The debate around the reasons behind the dramatic loss of African penguins in South Africa in the past five to 10 years, but most importantly around the solutions to be adopted, seems to be raging in the media. After Melanie Verwoerd’s article This is not the march of the African penguins we want to see (News 24, 17 August), Doug Butterworth replied in Penguin, villains and heroes (News24, 8 October).

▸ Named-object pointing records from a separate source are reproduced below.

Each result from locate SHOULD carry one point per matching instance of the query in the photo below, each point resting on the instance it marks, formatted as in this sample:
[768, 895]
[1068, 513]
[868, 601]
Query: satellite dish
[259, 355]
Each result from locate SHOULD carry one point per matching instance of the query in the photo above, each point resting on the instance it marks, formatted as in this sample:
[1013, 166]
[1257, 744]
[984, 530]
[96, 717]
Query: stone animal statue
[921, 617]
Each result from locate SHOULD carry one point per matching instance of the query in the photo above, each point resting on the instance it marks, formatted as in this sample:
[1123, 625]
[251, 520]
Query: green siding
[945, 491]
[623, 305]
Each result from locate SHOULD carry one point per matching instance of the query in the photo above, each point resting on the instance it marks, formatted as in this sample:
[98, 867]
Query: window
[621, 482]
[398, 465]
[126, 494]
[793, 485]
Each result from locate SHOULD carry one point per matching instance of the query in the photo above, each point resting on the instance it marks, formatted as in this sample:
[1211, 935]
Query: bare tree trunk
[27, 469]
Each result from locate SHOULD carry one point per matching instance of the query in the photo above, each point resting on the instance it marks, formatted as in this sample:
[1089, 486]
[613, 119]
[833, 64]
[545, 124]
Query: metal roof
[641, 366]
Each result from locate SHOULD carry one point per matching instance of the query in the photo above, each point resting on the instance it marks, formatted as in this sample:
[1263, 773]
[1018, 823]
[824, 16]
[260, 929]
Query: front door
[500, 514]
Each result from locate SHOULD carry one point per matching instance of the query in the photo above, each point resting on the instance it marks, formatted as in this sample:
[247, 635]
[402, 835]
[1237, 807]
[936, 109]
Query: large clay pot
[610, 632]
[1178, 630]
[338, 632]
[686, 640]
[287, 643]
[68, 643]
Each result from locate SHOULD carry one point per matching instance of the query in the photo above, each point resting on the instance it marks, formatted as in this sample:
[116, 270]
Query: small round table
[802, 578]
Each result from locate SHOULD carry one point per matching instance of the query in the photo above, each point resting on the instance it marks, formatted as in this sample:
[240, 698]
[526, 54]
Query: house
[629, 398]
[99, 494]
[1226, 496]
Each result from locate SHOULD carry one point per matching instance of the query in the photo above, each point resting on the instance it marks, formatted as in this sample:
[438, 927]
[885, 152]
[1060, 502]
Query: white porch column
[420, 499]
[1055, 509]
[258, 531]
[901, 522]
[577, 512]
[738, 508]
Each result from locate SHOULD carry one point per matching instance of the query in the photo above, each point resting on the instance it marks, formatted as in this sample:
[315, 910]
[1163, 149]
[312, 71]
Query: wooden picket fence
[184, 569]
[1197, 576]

Butterworth argues that anchovy stocks seemed abundant (“well over average”), that the fishing industry would lose 600 jobs a year for closures that would not significantly benefit penguins and that the reason behind the penguins’ decline still remains unclear. He even goes as far as accusing biologists of withholding data that could contribute to understanding the “real reason behind the penguins’ decline”. As a seabird scientist who has worked on African penguins for the past 15 years, I am alarmed at the misrepresentation of the issue in the media by Butterworth.
Perhaps a broader context is necessary to place the current issue into the appropriate perspective.
Small pelagic fish stocks in South Africa are undeniably decreasing. To argue that anchovy stocks have been “above average” levels, Butterworth only considers the late 20th century, when anchovy stocks were relatively low as the benchmark to compare current stocks against. However, if the recruit stock levels are compared to the long-term average (1985-2021), information which is available to him, the last two years have been significantly below this average, and over the past five years that were surveyed, three of the five were below average. The 2022 survey of 246 201t is less than half the long-term average of 783 313t.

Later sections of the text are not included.